SAN FRANCISCO — In a high-tech twist on historic preservation, 25 Bay Area historic sites just finished a seven-week battle for $1 million in restoration funding through an online contest that let visitors vote on favorite landmarks.
The cyber balloting, which ended Tuesday, specifically excluded exalted monuments such as the Golden Gate Bridge and Alcatraz Island. Instead, the contest’s co-sponsors, the National Trust for Historic Preservation and American Express, chose less obvious candidates, such as a 1920s-era public pool and a town hall on the Marin County coast.
“While there are some iconic sites on the list, we were also looking to raise awareness about some of the region’s hidden gems as well,” said David Brown, the trust’s chief operating officer.
Berkeley’s First Church of Christ, Scientist — an Arts and Crafts-style structure designed by Bernard Maybeck — emerged on top, with 18 percent of the vote. The immigration station at Angel Island, the west coast’s version of Ellis Island, came in second with 16 percent.
The shuttered Pigeon Point lighthouse, thought to be one of the tallest remaining lighthouses in the nation, placed third.

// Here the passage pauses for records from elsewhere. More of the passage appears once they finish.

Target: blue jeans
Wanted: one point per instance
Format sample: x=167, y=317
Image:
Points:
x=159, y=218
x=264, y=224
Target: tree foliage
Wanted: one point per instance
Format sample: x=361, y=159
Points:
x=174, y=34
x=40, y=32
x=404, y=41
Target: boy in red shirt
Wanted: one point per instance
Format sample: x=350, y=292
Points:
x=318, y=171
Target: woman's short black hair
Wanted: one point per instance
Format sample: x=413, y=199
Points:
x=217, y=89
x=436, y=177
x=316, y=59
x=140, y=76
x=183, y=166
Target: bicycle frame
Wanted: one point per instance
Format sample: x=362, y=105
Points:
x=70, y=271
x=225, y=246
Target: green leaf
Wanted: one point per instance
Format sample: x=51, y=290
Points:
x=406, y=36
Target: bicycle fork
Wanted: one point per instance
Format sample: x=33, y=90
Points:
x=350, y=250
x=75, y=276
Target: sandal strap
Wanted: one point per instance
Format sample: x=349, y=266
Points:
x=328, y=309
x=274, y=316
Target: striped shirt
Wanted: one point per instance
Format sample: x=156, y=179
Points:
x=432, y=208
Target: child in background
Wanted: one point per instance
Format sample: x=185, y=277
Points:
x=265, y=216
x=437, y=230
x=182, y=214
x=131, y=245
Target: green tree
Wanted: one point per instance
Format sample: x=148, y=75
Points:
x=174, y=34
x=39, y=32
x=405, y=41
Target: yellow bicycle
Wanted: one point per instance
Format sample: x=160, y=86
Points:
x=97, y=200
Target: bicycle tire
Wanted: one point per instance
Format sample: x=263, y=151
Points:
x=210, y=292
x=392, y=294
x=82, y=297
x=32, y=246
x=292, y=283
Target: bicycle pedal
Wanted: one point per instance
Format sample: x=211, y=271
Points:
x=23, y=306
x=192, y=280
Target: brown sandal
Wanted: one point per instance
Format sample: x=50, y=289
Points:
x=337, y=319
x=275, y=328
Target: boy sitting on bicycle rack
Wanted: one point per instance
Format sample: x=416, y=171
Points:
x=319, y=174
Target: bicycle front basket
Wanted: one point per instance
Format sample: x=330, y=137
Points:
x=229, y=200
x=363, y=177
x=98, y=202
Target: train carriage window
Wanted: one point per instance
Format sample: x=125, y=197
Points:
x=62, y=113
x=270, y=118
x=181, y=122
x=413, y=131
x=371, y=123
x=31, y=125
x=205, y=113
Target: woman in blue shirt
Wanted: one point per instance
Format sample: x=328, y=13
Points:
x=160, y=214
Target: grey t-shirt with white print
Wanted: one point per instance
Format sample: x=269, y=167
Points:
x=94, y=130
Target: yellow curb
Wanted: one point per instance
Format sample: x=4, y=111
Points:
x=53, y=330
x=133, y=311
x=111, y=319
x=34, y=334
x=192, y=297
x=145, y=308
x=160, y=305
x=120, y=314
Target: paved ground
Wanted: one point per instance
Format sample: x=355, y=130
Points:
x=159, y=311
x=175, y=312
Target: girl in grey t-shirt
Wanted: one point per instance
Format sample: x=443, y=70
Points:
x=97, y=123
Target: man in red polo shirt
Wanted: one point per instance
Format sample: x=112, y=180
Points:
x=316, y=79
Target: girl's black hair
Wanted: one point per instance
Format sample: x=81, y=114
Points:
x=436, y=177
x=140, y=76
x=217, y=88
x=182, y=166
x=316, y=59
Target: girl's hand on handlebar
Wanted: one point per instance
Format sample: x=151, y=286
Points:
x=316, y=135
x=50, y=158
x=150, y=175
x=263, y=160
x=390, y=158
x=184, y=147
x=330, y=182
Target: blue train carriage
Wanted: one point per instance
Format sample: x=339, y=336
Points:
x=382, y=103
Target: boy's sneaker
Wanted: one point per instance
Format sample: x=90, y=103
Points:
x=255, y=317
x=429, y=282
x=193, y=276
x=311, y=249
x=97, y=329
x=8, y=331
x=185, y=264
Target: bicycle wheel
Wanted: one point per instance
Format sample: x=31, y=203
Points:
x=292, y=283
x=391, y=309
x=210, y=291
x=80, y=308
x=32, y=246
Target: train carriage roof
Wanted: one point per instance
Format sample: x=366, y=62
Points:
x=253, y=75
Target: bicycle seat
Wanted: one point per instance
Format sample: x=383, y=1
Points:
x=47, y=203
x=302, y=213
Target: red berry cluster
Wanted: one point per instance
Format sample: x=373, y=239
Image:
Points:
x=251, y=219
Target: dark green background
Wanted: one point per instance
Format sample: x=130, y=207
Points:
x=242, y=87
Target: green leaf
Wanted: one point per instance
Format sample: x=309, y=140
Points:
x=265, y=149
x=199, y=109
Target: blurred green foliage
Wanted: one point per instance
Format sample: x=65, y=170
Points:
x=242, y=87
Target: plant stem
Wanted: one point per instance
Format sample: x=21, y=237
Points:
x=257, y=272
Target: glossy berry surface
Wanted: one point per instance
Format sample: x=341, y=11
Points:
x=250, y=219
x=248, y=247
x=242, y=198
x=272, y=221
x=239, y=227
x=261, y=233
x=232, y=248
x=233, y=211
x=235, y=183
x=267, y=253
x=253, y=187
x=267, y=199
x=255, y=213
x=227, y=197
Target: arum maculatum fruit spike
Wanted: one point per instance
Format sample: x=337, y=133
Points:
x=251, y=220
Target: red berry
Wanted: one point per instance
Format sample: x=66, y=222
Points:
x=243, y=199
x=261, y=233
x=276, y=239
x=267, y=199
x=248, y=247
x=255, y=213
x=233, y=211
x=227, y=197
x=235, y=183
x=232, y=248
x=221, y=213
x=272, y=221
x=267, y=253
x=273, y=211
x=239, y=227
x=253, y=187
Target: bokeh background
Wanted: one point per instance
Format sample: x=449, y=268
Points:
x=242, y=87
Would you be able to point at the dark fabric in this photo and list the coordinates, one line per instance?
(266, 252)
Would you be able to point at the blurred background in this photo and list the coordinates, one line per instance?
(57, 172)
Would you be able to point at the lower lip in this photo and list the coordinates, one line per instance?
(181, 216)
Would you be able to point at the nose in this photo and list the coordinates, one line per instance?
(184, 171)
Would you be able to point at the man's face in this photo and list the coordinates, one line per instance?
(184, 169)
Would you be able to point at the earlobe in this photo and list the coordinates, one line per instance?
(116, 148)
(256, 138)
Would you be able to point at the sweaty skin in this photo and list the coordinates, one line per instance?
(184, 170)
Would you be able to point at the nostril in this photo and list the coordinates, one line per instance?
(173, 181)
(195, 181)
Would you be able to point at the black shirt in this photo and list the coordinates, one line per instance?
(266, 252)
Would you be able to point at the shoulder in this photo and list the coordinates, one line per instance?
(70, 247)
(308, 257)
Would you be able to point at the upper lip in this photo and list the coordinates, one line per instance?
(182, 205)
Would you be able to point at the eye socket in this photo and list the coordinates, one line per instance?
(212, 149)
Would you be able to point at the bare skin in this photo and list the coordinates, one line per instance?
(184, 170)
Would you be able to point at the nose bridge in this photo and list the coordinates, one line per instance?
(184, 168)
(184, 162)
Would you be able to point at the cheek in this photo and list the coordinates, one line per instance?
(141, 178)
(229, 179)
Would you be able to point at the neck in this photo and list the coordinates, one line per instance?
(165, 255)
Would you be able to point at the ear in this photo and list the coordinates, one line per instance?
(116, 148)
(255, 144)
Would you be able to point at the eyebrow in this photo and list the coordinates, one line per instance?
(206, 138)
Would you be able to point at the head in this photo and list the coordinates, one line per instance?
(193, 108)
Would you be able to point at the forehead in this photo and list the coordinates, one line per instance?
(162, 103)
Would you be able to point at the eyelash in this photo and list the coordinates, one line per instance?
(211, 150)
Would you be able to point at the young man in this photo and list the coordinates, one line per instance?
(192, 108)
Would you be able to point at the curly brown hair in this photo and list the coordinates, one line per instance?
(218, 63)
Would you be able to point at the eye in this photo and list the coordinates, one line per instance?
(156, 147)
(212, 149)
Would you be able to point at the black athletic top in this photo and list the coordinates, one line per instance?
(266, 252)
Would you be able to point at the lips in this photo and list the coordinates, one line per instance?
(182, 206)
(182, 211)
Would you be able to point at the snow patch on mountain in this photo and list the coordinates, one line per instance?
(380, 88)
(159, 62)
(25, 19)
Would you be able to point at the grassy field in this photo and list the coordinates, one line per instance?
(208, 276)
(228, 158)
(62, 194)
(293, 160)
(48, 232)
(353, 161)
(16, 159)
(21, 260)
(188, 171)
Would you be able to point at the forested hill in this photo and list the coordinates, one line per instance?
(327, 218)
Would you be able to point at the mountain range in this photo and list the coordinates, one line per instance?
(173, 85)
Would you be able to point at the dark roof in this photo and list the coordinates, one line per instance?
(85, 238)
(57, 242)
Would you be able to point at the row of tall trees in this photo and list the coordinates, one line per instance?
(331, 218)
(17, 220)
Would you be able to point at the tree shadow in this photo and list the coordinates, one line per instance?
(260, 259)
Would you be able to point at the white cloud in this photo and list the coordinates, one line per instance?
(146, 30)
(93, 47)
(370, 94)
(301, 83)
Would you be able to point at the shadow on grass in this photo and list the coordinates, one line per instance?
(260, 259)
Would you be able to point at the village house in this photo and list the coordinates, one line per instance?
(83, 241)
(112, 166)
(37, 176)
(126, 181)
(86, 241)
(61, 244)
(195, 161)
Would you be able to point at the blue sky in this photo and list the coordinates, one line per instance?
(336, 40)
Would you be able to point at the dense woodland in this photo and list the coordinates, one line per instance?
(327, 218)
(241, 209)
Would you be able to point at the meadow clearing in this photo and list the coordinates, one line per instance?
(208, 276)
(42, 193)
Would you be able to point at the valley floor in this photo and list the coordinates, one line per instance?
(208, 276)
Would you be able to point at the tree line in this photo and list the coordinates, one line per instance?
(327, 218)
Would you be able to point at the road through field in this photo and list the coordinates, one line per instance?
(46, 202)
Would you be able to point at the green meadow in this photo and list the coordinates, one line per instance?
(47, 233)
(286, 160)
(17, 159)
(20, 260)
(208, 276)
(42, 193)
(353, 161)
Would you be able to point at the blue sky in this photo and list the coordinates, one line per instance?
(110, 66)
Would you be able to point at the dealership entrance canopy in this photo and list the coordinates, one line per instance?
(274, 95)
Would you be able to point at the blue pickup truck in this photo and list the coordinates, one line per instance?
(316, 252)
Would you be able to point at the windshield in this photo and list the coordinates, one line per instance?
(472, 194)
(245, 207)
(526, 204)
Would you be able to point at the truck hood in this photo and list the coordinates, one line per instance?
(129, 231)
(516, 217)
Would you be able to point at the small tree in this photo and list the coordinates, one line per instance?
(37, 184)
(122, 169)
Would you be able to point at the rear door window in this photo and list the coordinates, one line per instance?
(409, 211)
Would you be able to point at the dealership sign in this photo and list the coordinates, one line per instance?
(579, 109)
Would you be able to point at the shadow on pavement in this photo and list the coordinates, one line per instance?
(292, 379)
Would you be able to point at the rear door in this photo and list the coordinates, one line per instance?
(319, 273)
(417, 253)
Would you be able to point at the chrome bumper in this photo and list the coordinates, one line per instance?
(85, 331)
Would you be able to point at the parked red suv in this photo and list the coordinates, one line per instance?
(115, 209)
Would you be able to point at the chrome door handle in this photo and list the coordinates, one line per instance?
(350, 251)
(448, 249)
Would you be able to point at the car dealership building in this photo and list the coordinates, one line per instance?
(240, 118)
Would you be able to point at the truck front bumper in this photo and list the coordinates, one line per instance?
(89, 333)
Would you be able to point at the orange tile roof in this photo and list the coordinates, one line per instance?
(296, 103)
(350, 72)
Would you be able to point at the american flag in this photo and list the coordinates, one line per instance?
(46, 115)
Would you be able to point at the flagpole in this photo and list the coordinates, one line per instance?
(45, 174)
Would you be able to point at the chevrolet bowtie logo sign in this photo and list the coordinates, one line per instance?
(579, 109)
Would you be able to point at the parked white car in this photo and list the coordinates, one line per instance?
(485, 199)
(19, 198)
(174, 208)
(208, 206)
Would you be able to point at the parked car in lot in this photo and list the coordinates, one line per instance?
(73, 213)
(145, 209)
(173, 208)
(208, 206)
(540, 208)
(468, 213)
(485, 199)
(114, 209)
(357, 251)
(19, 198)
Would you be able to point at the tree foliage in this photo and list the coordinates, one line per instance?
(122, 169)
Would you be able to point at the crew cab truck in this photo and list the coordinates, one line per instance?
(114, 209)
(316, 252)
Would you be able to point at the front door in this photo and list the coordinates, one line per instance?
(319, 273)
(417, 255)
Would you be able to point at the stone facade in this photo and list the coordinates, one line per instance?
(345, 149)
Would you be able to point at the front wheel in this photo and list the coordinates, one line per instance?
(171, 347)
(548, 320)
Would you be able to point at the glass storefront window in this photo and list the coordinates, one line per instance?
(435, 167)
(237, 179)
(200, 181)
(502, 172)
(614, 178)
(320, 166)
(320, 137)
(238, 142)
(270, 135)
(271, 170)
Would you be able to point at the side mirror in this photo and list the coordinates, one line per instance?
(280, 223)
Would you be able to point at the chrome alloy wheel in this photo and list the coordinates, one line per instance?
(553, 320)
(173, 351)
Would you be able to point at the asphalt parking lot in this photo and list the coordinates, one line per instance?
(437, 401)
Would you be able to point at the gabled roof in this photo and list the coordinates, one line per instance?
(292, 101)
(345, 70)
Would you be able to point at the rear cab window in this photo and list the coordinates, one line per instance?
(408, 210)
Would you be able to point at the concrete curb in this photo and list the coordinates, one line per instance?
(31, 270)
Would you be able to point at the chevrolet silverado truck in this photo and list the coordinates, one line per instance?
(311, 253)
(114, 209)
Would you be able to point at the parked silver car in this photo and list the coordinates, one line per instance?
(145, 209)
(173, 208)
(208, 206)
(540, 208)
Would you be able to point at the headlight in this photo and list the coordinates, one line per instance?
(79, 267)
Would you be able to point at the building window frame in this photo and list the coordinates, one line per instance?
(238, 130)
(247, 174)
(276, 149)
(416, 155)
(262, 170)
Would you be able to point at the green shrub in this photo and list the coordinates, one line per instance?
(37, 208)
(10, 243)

The three sites that finished last were a crumbling band shell in Golden Gate Park, a series of neon signs in San Francisco, and a former Opera House that serves as a community center in a predominantly black San Francisco neighborhood. All 25 sites already are listed on the National Register of Historic Places.
Organizers would not divulge how many ballots were cast. But Judy Porta, secretary of the group that raises money to keep the 96-year-old First Church of Christ in good repair, attributed the victory to postcards she sent encouraging 700 people to vote — registered voters could submit one ballot a day — and the power of the Internet.
“We do know that one woman went through her entire e-mail address book and clicked anyone she thought might be interested,” Porta said. “Those who have personally seen the church have a commitment that runs a little deeper.”
American Express put up $1 million in preservation funds for the contest, and each site had to submit an application outlining a project that could be completed by mid-2008. But while the top vote-getter was guaranteed part of the money, it does not automatically get the largest share.
Advisers will decide in mid-November how to award the money depending on relative historic significance, geographic diversity and a project’s potential to benefit the community. Second and third-place finishers could wind up empty-handed, while also-rans could have their entire budgets funded.
“How you really get people involved is you allow them to participate in the decision-making,” said Tim McClimon, vice president of philanthropy for American Express. “But we didn’t want it to be a strictly popularity contest.”
The contest will be repeated next year in a location still to be determined.
Sponsors picked the Bay Area for the first vote because of its beauty, variety of old buildings and a tourism campaign American Express plans.